CB : pour la taille du Continuation Bet, nous utilisons une taille de 1.5 * RR, soit environ 75% du pot.

Exemple : vous relancez de 3.5BB, l’adversaire relance de 11BB en grosse blind, avec les hypothèses qu’il fait un continuation bet dans 70% et que vous le mettez à tapis dans 50% il faut qu’il ait 121BB derrière pour justifier de payer profitablement.


Si l’on remplace %CB de 70% par %CB = 50% il faut alors 176BB et si l’on remplace %Stack de 50% par %Stack = 33% il faut 171BB.

Ce tableau appelle un commentaire immédiat : la plupart des tailles de sur-relance « classiques » donnent un résultat similaire en termes de Ratio STB, et celui-ci se trouvera quelque part entre 15 et 17.

Notez également, que plus la taille de votre relance initiale est élevée, moins votre STB ratio sera élevé après la relance de votre adversaire. La taille de votre tapis  est donc un facteur à prendre en compte lorsque vous déterminerez la taille de votre relance initiale.

Plus la taille de la sur-relance est élevée, plus le Ratio STB correspondant sera élevé. C’est un résultat logique, qui a une application pratique immédiate. N’hésitez pas à augmenter la taille de vos sur-relances lorsque vous êtes de Gros Blind, et que vous avez une bonne main. Cela rend les calls adverses avec des petites paires moins profitables en moyenne, sans pour autant dévoiler votre main (car de nombreux joueurs tendent à interpréter de grosses relances pré-flop comme un signe de faiblesse). De plus, hors position au flop vous n’êtes pas mécontent de gagner le coup de suite ou du moins faire payer la faute à votre adversaire de payer avec une mauvaise cote.

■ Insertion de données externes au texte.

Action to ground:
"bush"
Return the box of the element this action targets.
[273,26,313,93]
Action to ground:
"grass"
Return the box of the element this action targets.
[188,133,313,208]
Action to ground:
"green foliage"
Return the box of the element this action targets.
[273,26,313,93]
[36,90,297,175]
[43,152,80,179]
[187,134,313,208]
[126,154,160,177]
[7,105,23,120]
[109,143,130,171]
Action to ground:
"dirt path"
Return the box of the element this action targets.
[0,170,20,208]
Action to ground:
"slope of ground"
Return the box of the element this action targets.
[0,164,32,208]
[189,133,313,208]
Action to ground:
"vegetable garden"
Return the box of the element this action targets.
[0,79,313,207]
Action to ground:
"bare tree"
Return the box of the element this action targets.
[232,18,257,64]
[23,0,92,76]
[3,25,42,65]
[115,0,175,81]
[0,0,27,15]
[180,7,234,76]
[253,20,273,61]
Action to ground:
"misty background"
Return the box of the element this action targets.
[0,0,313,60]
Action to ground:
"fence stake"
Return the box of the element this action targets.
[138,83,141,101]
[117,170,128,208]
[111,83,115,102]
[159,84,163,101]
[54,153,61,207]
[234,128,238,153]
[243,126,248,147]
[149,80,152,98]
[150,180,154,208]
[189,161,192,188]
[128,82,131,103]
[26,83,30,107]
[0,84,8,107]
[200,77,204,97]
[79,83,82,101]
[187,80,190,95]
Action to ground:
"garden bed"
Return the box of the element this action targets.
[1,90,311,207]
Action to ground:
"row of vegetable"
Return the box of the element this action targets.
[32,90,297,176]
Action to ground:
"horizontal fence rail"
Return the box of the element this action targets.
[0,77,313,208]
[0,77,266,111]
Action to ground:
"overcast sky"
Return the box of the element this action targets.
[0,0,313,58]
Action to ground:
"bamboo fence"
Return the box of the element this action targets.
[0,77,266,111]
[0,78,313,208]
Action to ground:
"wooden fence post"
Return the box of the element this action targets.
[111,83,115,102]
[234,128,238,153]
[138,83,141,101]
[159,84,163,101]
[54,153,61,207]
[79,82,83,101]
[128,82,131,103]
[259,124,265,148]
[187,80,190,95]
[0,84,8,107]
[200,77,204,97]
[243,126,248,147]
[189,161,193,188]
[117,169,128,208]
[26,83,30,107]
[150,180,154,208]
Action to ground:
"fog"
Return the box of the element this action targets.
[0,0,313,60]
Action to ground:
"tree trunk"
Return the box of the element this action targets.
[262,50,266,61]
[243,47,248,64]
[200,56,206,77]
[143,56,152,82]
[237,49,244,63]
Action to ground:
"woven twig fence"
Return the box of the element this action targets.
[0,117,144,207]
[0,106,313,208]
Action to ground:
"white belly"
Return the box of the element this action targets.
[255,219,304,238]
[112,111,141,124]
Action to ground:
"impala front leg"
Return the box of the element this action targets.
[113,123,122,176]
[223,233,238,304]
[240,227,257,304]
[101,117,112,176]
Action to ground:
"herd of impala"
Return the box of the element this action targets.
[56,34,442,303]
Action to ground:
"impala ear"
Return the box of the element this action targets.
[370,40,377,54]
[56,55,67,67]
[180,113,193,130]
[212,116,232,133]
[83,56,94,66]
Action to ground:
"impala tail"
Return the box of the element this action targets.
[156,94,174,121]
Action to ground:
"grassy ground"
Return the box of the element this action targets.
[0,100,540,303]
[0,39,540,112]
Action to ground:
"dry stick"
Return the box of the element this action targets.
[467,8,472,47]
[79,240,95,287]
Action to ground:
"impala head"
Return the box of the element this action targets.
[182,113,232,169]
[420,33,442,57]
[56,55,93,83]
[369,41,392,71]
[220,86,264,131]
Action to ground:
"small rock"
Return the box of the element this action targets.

L’équation ci-dessus confirme que les pires adversaires à affronter dans ce cas de figure (lorsque vous avez la paire) sont les joueurs loose-agressif qui sur-relancent beaucoup avec des mains plus ou moins marginales et donc ratent complètement le flop assez souvent. En effet, ils génèrent un %Stack bien moins élevé qu’un joueur tight, et même la probable augmentation du %CB ne suffira pas à compenser ce facteur.

Finalement, les estimations des paramètres sont basées sur des parties plutôt difficiles. N’hésitez pas à rentre cette formule dans Excel et à adapter ces paramètres afin de mieux refléter les conditions de votre partie.

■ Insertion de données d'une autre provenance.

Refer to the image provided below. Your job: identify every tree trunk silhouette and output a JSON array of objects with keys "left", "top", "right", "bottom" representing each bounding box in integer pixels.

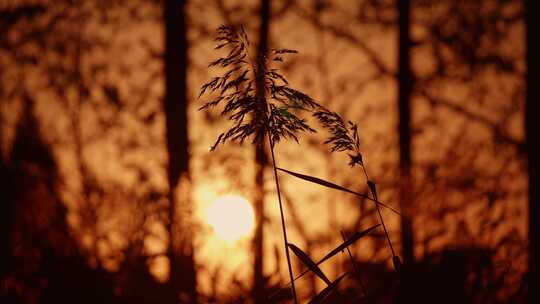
[
  {"left": 163, "top": 0, "right": 197, "bottom": 303},
  {"left": 253, "top": 0, "right": 270, "bottom": 303},
  {"left": 398, "top": 0, "right": 414, "bottom": 264},
  {"left": 525, "top": 0, "right": 540, "bottom": 303}
]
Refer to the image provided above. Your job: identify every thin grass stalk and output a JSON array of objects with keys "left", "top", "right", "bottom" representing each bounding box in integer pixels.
[
  {"left": 360, "top": 162, "right": 396, "bottom": 258},
  {"left": 268, "top": 136, "right": 298, "bottom": 304},
  {"left": 340, "top": 230, "right": 367, "bottom": 296}
]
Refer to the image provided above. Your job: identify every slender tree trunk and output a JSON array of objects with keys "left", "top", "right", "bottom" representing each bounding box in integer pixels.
[
  {"left": 253, "top": 0, "right": 270, "bottom": 303},
  {"left": 398, "top": 0, "right": 414, "bottom": 264},
  {"left": 525, "top": 0, "right": 540, "bottom": 303},
  {"left": 163, "top": 0, "right": 197, "bottom": 303}
]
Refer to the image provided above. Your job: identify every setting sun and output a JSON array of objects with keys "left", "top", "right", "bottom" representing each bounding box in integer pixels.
[{"left": 206, "top": 195, "right": 255, "bottom": 242}]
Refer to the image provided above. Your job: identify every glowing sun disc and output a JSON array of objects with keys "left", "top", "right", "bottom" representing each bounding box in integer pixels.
[{"left": 206, "top": 195, "right": 255, "bottom": 242}]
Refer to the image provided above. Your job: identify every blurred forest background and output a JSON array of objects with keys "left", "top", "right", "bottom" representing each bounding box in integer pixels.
[{"left": 0, "top": 0, "right": 539, "bottom": 303}]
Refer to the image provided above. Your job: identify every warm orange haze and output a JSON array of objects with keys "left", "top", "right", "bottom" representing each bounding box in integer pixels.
[
  {"left": 0, "top": 0, "right": 540, "bottom": 304},
  {"left": 205, "top": 195, "right": 255, "bottom": 242}
]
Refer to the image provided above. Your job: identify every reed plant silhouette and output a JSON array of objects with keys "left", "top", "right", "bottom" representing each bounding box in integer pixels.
[{"left": 199, "top": 25, "right": 401, "bottom": 303}]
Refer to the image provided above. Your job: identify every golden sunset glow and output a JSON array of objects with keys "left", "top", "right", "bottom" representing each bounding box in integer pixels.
[{"left": 206, "top": 195, "right": 255, "bottom": 242}]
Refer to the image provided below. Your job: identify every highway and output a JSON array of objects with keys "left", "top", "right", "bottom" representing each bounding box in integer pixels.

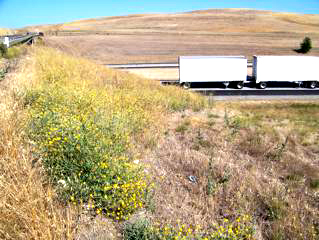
[
  {"left": 106, "top": 62, "right": 319, "bottom": 100},
  {"left": 105, "top": 61, "right": 252, "bottom": 69}
]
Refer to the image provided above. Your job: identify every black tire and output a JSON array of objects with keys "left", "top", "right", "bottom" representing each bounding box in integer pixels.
[
  {"left": 236, "top": 82, "right": 244, "bottom": 89},
  {"left": 308, "top": 81, "right": 317, "bottom": 89},
  {"left": 258, "top": 82, "right": 267, "bottom": 89},
  {"left": 183, "top": 82, "right": 191, "bottom": 89}
]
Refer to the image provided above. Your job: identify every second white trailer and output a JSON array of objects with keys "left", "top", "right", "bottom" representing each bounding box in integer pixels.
[
  {"left": 253, "top": 56, "right": 319, "bottom": 89},
  {"left": 179, "top": 56, "right": 247, "bottom": 88}
]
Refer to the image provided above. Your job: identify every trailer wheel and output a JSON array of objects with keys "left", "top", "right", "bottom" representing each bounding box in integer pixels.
[
  {"left": 309, "top": 82, "right": 317, "bottom": 89},
  {"left": 258, "top": 82, "right": 267, "bottom": 89},
  {"left": 183, "top": 82, "right": 191, "bottom": 89},
  {"left": 236, "top": 82, "right": 244, "bottom": 89}
]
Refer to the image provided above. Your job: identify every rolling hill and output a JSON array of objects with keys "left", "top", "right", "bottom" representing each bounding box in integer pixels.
[{"left": 28, "top": 9, "right": 319, "bottom": 63}]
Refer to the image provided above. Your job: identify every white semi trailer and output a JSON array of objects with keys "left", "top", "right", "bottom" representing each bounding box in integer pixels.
[
  {"left": 179, "top": 56, "right": 247, "bottom": 89},
  {"left": 253, "top": 56, "right": 319, "bottom": 89}
]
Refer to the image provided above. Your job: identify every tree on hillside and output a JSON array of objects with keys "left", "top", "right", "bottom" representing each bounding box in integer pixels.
[{"left": 295, "top": 37, "right": 312, "bottom": 54}]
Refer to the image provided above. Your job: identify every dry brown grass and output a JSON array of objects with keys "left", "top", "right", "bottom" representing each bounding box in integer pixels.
[
  {"left": 144, "top": 102, "right": 319, "bottom": 239},
  {"left": 31, "top": 9, "right": 319, "bottom": 63}
]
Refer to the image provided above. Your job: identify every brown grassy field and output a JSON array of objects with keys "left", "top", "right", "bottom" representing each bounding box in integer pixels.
[{"left": 26, "top": 9, "right": 319, "bottom": 63}]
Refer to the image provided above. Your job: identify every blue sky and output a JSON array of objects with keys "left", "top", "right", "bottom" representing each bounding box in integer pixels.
[{"left": 0, "top": 0, "right": 319, "bottom": 28}]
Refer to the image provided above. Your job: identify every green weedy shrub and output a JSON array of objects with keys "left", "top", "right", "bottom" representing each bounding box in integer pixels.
[
  {"left": 24, "top": 47, "right": 206, "bottom": 220},
  {"left": 295, "top": 37, "right": 312, "bottom": 54},
  {"left": 123, "top": 218, "right": 160, "bottom": 240},
  {"left": 26, "top": 89, "right": 147, "bottom": 220}
]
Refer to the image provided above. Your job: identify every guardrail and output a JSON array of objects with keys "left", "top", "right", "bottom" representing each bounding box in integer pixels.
[{"left": 0, "top": 32, "right": 43, "bottom": 48}]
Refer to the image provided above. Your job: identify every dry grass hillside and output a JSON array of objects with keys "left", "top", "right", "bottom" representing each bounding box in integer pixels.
[{"left": 24, "top": 9, "right": 319, "bottom": 63}]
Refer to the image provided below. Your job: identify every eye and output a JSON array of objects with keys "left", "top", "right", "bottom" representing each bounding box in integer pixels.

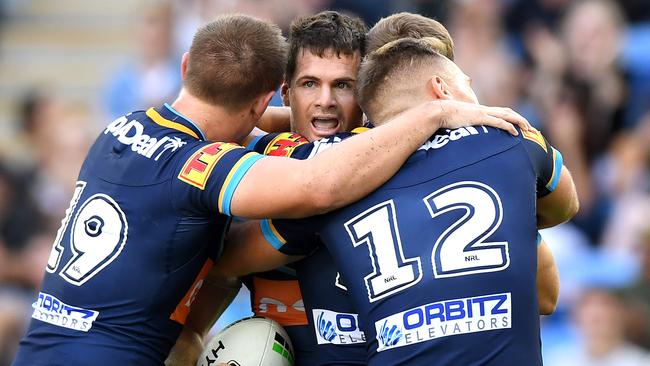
[{"left": 336, "top": 81, "right": 350, "bottom": 89}]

Conclusion : cet article nous a permis de déterminer à partir de quelles valeurs du Ratio STB un joueur détenant une petite paire peut profitablement payer une sur-relance pré-flop provenant d’un joueur serré. Cette valeur se situe aux alentours de 16.
Dans cet article, nous avons supposé que le joueur ayant la paire avait la position.
 Il se peut, mais nous l’avons négliger par simplicité, que vous pouvez éventuellement payer un  continuation bet  qui vous semble fébrile afin de voir si votre adversaire poursuit au turn et essayer de lui voler le coup même si vous ne touchez pas votre brelan s’il checke au turn. Cette stratégie dite du « floating » en position nécessite une certaine expérience et une bonne connaissance de l’opposition…mais elle sera indispensable aux tables aux limites les plus élevées…
Enfin, la position est un facteur critique dans la mesure où il vous sera bien plus difficile de stacker un adversaire lorsque que vous êtes hors-de-position. Il vous faudra un Ratio SB bien plus élevé pour justifier un call dans ce cas de figure. Cependant, contre les joueurs surévaluant les mains comme top paire top kicker ou une over paire faible, le call peut être profitable même avec STB pas plus élevé, et donc l’observation joue un rôle important.
On se saurait trop vous recommander d’observer vos adversaires sur leurs « betting patterns » pré-flop et au flop ce qui vous permettra d’ajuster notre modèle aux bonnes conditions observées.